1.3.5. Christian Jacob : pour une histoire culturelle globale de la cartographie.

Comme souvent dans les sciences humaines et sociales, le rejet radical de l’approche traditionnelle de l’histoire de la cartographie connut un stade polémique où s’affrontaient de multiples orientations issues de ce rejet et de la critique de ce rejet, puis un stade d’apaisement où les chercheurs essayèrent de faire une synthèse des apports de ces différentes orientations. La réflexion méthodologique et théorique de Christian Jacob96 représentait un effort particulièrement stimulant de regrouper les différentes approches de l’histoire de la cartographie dans une tentative de compréhension globale du fait cartographique envisagé avant tout comme un fait culturel. Tout en se situant clairement dans la « nouvelle » histoire de la cartographie97, il ne rejetait pas aussi radicalement qu’Harley ou Woodward les méthodes traditionnelles de la discipline, reconnaissant par exemple l’utilité de la cartobibliographie dans certains cadres d’études comme l’analyse de l’artefact cartographique.

Son approche était toutefois fortement marquée par le rejet de la conception positiviste de la cartographie. Il distinguait notamment l’étude de la carte transparente, disparaissant devant l’information qu’elle contient, comme elle avait été et était encore souvent pratiquée par les historiens de la géographie ou de la cartographie, et l’étude de la carte opaque, dans laquelle l’intérêt se portait non pas sur le contenu mais sur le medium, son fonctionnement et le processus de sa fabrication. Alors que la première sous-entendait la croyance que la carte était un medium neutre, et faisait de l’histoire de la cartographie une discipline historique auxiliaire98, la deuxième ouvrait un large panel de recherches possibles.

Dans L’Empire des cartes, réflexion méthodologique le long d’un cheminement empirique à travers l’étude d’un choix de cartes, Christian Jacob proposait une définition de la cartographie dans laquelle « la carte [était] envisagée essentiellement comme une médiation symbolique, entre l’homme et son environnement spatial, mais aussi entre individus qui peuvent communiquer grâce à ce support visuel »99, balançant entre une conception harleyienne large incluant les cartes mentales (« médiation symbolique ») et une conception woodienne plus stricte insistant sur le « support visuel ».

Cette balance entre deux conceptions opposées était en fait conçue dans une perspective pluridisciplinaire affirmée, qu’il présenta méthodiquement dans un article plus tardif100 par l’énumération des approches possibles et nécessaires à une histoire culturelle de la cartographie :

Reprenant comme Harley les leçons de la sociologie relativiste, Christian Jacob affirmait que « la tâche principale de l’histoire de la cartographie [était] d’interpréter les cartes selon les catégories de la culture qui les [avait] produites et utilisées »102, définissant son ambition d’une histoire culturelle globale de la cartographie servie par une approche pluridisciplinaire. Dans cette perspective, l’importance cruciale donnée à la contextualisation dans tout projet de recherche pose le problème des frontières de l’histoire de la cartographie. La diversité des approches – finalement aussi grande que la diversité des cultures intellectuelles des chercheurs pratiquant cette histoire – en fait peut-être plus un champ de recherche pluridisciplinaire qu’une discipline autonome, chaque chercheur privilégiant telle ou telle approche, selon l’objet étudié et ses propres compétences.

Notes
96.

Présentée essentiellement dans deux publications : JACOB Christian. L’Empire des cartes. Op. cit. ; JACOB Christian. Toward a cultural history of cartography. Op. cit.

97.

Il met lui-même des guillemets : « the “new” history of cartography ».

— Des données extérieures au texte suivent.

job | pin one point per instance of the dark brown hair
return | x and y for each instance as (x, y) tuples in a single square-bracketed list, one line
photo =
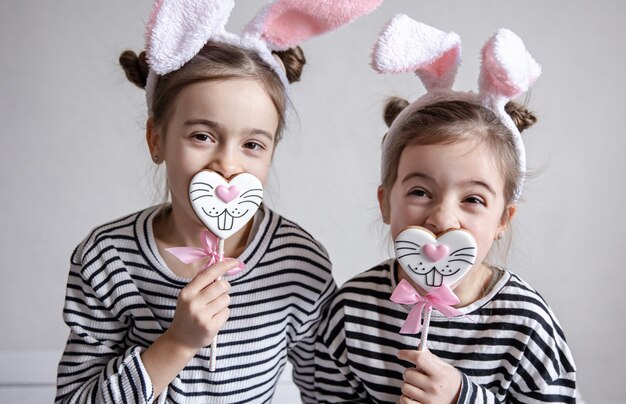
[(449, 122)]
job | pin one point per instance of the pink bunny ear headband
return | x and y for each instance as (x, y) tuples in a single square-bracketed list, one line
[(507, 70), (178, 29)]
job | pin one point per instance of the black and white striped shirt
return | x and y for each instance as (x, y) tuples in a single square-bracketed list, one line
[(121, 296), (509, 347)]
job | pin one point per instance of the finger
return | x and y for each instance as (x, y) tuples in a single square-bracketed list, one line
[(413, 394), (407, 400), (213, 291), (422, 360), (209, 275), (221, 317), (216, 305), (409, 355)]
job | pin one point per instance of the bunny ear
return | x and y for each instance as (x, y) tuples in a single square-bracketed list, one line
[(405, 45), (508, 70), (287, 23), (178, 29)]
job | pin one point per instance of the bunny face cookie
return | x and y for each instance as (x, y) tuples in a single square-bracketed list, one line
[(225, 206), (432, 261)]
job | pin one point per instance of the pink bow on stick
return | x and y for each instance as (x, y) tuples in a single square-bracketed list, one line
[(209, 250), (441, 298)]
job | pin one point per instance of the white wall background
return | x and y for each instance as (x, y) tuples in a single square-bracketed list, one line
[(73, 156)]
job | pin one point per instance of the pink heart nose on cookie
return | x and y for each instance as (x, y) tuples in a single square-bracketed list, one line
[(435, 252), (227, 194)]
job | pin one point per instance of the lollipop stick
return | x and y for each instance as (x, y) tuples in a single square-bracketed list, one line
[(212, 360), (425, 327)]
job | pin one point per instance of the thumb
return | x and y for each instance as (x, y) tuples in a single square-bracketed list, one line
[(409, 355)]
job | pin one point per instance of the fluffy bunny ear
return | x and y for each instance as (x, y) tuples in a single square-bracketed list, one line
[(178, 29), (405, 45), (508, 70), (287, 23)]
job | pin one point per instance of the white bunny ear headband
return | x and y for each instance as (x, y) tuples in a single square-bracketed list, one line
[(178, 29), (507, 70)]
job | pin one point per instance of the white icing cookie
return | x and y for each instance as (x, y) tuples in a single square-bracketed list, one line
[(225, 206), (432, 261)]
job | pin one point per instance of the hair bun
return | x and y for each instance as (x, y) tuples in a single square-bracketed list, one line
[(521, 116), (393, 107), (135, 66), (293, 59)]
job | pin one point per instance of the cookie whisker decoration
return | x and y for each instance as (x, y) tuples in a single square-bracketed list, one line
[(434, 263), (224, 207)]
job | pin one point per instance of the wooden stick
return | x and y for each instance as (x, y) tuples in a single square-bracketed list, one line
[(213, 357), (425, 327)]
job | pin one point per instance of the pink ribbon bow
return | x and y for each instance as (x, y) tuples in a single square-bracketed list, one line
[(209, 250), (441, 298)]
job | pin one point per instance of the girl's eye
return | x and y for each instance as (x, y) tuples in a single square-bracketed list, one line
[(253, 146), (419, 192), (474, 200), (202, 136)]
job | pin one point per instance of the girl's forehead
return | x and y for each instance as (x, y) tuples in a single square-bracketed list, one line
[(466, 159)]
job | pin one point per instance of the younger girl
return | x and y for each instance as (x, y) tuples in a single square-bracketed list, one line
[(451, 160), (141, 321)]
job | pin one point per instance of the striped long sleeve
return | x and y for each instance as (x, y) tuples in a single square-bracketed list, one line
[(121, 297), (508, 346)]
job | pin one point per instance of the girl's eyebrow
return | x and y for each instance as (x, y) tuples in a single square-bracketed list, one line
[(481, 184), (417, 174), (217, 126)]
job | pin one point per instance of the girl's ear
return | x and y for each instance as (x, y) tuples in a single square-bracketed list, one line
[(507, 217), (383, 203), (155, 142)]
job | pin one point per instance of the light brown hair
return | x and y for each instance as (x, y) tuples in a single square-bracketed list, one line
[(216, 61)]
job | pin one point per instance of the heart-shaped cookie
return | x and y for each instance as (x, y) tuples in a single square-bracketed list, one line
[(225, 206), (432, 261)]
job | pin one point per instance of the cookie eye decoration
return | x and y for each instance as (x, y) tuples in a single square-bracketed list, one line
[(224, 207), (434, 263)]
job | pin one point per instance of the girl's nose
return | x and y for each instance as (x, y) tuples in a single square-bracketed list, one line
[(441, 218), (225, 163)]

JACOB Christian. Toward a cultural history of cartography. Op. cit., p. 191.

98.

Ibid., p. 192.

99.

JACOB Christian. L’Empire des cartes. Op. cit., p. 24.

100.

JACOB Christian. Toward a cultural history of cartography. Op. cit.

101.

L’influence est particulièrement claire dans des affirmations comme : « la métaphore et la rhétorique sont omniprésentes dans le “discours cartographique”, qui ne saurait se réduire aux seules lois quantifiables de la mesure et de la représentation topographique. »

JACOB Christian. L’Empire des cartes. Op. cit., p. 24.

102.

« the main task of the history of cartography is to interpret maps according to the categories of the culture which produced and used them »

JACOB Christian. Toward a cultural history of cartography. Op. cit., p. 196.